まあ、そこらへんは、親がいない俺が言えることじゃねーか。
親無しが教育について講釈垂れるなんてな。
そもそも、誰かにものを教えられるほど何かを修めている覚えはない。精々、何やっても一流止まりだ。超一流や超超一流には敵わない。
「大体、俺がどこで何をしようと俺の勝手だろ」
ふーん、態度悪いなこいつ。
「テメエ、態度悪いぞ!」
言ってやれ摩耶。
「うるせーなぁ……」
どうでも良さそうに返す息子カッコカリ。
「親父、あんたさ、よくこんな跳ねっ返りで生意気なのを嫁にしたな。馬鹿なんじゃねーの?」
ほー、言うじゃんか。
「摩耶は俺の大切な人さ」
「ふーん。女はやかましくないのが一番だろうに。声を出すのはヤってるときだけにしろよ、とは思うけどな」
あ、この下衆さはあれだ。
ノースティリスのあいつ……。
「お前、ノースティリスのあいつと……」
「あぁ?あの人と俺とじゃ格が違えよ。
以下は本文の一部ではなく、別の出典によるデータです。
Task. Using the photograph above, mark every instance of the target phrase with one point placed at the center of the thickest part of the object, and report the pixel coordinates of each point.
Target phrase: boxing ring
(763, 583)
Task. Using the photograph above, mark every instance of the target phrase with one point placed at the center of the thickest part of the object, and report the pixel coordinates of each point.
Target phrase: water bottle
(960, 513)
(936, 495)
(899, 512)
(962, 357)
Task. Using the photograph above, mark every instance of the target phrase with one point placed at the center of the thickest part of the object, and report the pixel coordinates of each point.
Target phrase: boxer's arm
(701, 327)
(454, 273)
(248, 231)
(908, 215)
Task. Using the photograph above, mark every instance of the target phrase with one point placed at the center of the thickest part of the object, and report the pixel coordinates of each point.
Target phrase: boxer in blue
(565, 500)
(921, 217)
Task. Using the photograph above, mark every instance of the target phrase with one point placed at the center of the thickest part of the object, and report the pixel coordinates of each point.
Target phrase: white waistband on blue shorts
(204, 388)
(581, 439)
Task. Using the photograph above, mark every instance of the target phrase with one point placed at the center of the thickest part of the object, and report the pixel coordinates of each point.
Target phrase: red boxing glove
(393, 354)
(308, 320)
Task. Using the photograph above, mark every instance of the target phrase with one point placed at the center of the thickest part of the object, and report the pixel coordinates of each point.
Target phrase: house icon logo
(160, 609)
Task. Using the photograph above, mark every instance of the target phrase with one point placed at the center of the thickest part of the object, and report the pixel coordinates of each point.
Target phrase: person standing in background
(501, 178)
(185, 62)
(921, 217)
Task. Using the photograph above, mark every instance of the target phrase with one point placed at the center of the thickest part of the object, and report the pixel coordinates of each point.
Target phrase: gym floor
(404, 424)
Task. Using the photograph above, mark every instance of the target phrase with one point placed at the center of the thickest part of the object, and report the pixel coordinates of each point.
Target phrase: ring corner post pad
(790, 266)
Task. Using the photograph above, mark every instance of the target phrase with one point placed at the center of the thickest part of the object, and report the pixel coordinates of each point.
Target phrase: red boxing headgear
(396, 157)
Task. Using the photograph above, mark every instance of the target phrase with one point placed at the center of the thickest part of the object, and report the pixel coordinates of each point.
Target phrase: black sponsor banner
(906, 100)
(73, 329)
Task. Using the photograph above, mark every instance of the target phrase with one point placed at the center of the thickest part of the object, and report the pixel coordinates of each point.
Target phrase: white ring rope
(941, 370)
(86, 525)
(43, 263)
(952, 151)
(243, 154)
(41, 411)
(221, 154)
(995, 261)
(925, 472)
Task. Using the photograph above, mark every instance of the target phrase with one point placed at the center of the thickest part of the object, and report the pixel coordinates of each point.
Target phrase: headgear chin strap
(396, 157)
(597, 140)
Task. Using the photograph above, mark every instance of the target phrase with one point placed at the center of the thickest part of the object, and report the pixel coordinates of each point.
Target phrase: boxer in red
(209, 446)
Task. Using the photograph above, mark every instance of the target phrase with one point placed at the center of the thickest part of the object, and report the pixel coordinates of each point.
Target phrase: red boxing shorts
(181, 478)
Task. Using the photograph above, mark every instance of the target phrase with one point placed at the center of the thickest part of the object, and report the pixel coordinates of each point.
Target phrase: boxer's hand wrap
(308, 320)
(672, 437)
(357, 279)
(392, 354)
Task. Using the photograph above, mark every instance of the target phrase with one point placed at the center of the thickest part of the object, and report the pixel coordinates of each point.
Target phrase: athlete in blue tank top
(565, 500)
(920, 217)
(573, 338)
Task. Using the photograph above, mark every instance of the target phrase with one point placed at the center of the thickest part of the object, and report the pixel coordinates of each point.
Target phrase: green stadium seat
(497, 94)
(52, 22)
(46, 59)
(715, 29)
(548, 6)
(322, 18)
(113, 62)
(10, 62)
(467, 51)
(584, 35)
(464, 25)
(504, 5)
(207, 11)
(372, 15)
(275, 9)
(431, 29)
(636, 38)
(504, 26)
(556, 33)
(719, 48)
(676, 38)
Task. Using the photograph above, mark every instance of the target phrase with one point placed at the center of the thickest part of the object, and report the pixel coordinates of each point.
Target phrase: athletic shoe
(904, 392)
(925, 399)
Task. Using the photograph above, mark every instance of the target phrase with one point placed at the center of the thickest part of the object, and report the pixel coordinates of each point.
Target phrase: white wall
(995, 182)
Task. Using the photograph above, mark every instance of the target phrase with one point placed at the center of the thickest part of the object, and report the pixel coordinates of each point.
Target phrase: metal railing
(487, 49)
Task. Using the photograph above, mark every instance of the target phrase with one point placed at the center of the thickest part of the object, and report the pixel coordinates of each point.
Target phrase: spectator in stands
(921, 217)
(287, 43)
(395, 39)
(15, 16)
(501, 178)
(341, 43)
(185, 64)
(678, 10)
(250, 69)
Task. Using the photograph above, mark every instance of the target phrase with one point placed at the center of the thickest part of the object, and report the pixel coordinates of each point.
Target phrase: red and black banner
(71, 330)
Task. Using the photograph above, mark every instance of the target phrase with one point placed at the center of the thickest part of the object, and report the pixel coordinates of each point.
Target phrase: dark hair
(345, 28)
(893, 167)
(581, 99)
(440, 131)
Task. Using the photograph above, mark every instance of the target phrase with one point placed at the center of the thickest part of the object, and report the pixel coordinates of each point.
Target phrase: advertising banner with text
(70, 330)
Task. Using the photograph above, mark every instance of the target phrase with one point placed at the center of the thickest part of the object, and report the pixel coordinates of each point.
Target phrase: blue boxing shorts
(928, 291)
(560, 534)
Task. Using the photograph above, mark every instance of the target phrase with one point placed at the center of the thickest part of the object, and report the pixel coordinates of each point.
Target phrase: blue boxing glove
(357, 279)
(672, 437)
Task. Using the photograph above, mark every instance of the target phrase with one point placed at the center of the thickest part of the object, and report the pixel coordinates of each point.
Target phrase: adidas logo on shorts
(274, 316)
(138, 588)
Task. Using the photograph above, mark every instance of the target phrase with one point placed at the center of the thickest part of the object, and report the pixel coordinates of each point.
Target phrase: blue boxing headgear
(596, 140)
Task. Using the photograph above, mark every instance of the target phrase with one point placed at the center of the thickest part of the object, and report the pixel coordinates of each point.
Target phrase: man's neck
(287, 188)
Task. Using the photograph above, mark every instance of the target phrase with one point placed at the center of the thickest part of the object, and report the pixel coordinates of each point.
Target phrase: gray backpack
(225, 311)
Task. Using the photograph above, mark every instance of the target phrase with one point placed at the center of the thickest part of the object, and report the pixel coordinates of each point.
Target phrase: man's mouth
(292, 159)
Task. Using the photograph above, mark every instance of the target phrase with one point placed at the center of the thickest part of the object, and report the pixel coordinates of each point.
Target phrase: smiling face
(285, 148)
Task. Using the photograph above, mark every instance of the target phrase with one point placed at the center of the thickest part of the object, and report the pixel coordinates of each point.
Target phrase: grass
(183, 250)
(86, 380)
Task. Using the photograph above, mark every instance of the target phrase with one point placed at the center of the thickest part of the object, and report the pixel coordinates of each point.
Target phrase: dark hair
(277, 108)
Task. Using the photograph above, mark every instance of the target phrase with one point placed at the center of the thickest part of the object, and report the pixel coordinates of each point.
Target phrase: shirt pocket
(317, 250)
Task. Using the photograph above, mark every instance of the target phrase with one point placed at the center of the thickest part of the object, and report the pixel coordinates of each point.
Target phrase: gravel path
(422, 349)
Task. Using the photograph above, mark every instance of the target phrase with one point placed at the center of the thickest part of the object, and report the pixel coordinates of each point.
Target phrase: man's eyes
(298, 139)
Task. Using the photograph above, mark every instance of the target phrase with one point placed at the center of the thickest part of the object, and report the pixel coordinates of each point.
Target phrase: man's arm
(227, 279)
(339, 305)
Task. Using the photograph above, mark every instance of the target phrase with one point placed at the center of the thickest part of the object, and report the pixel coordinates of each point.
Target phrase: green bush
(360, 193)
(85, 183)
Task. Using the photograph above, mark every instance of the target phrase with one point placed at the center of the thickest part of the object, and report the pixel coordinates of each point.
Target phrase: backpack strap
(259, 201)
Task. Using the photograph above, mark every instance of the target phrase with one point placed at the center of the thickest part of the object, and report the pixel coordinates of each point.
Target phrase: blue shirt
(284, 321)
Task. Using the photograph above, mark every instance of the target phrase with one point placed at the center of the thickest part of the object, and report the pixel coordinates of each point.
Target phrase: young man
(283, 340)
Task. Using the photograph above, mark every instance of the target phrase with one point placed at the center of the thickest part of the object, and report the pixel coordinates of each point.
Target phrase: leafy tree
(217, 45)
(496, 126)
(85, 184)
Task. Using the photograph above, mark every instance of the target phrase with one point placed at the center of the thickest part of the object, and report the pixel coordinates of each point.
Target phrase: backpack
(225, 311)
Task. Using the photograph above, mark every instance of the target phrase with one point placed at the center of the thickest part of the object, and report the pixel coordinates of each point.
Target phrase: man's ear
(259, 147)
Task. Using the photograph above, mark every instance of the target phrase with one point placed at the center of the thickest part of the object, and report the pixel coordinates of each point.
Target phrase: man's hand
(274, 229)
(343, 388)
あの人は本物だ、俺の目標だ」
よりにもよってノースティリスのあいつを目標にしちゃったか。
「まあ、良いさ。俺はとやかく言わないよ」
新台家は代々屑の家系。
新しい屑が生まれても特に問題はない。
《ダイブ終了》
×××××××××××××××
「やっぱり、俺の息子だわな」
「へ?」
「いや、屑だったよ」
「別に提督は言うほど屑でもないでしょう?」
強姦以外の犯罪行為は一通りこなした経験がある。
とある怪盗三世との強盗、窃盗行為、ヤクザとの賭博に詐欺、秘密結社との放火に爆破、ハッキング、飲酒運転、脅迫、名誉毀損、器物損害、公然猥褻、売春、偽証、賄賂、密輸……。
アレ?俺これ屑だな、大分屑だな?
何にも言えないやつやんこれ。
「いや、本当に屑だわ俺。人生省みると大分悪いことやった」
「そうですか?そんなに悪いことやってるとは思えないんですけど」
「これは酷いぞ」
「まあ、私は提督が何をやっても怒りませんからね」
俺を甘やかすなー?
……兎に角、俺の息子も新台家の男らしく人間の屑に育った。
やはり駄目だ、子孫を残してはならない。
呪われた血統、ここで断つ。
時雨
狩人。
摩耶
冒険者。
旅人
旅人。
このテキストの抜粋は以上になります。